On June 25, I read, with a fair amount of agita, “Maine public safety commissioner admits: Secret police unit gathers information on citizens” (Page A1). Notably: “…He (Commissioner Michael Sauschuck) acknowledged under questioning that the (fusion) center does gather intelligence on citizens, including groups that organize public protests.” Unfortunately, the 250-word limit is neither enough to begin to unpack all that is wrong with that statement nor to place it in historic context with numerous non-democratic, despotic regimes that do the same despicable thing.

Hoping to quell uneasiness, I assume, Sauschuck further commented, “We are not spying on people. This is public information that is readily available.”

The following are the top two definitions of “intelligence” from Google: 1) “the ability to acquire and apply knowledge and skills”; 2) “the collection of information of military or political value.”

The first seems benign, the second sinister and at odds with the commissioner’s feign of innocent intent by suggesting that his gathering of public information is not “intelligence” until after it is collected and curated by said secret unit.

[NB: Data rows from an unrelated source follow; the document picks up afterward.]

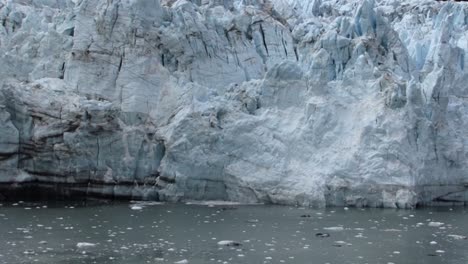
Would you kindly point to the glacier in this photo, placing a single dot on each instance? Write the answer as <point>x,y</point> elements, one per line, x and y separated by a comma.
<point>301,102</point>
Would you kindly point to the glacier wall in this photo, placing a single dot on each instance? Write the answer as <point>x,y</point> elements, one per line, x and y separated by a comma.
<point>309,102</point>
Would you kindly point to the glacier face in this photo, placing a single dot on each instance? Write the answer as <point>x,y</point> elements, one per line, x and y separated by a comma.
<point>310,102</point>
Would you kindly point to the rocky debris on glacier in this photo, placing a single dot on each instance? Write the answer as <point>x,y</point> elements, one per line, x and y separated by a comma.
<point>324,102</point>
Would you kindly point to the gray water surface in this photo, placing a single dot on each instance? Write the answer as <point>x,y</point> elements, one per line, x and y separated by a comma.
<point>169,233</point>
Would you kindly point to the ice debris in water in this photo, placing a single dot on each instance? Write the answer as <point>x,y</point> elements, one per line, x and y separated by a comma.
<point>435,224</point>
<point>457,237</point>
<point>229,243</point>
<point>334,228</point>
<point>85,245</point>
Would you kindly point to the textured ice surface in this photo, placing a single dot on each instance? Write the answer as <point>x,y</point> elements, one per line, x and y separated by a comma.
<point>357,103</point>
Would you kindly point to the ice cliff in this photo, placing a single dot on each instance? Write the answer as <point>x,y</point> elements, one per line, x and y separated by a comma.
<point>309,102</point>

I’d add the definition of spying, but I suspect, like pornography, I’m pretty sure “we all know it when we see it.”

Since this information is acknowledged as public, readily available and gathered by taxpayer dollars, I look forward to its release to the subjects, the public, for immediate review as well as its deletion from police data banks. If it’s that public and readily available, the good folks at the fusion center can just Google it when they need it again!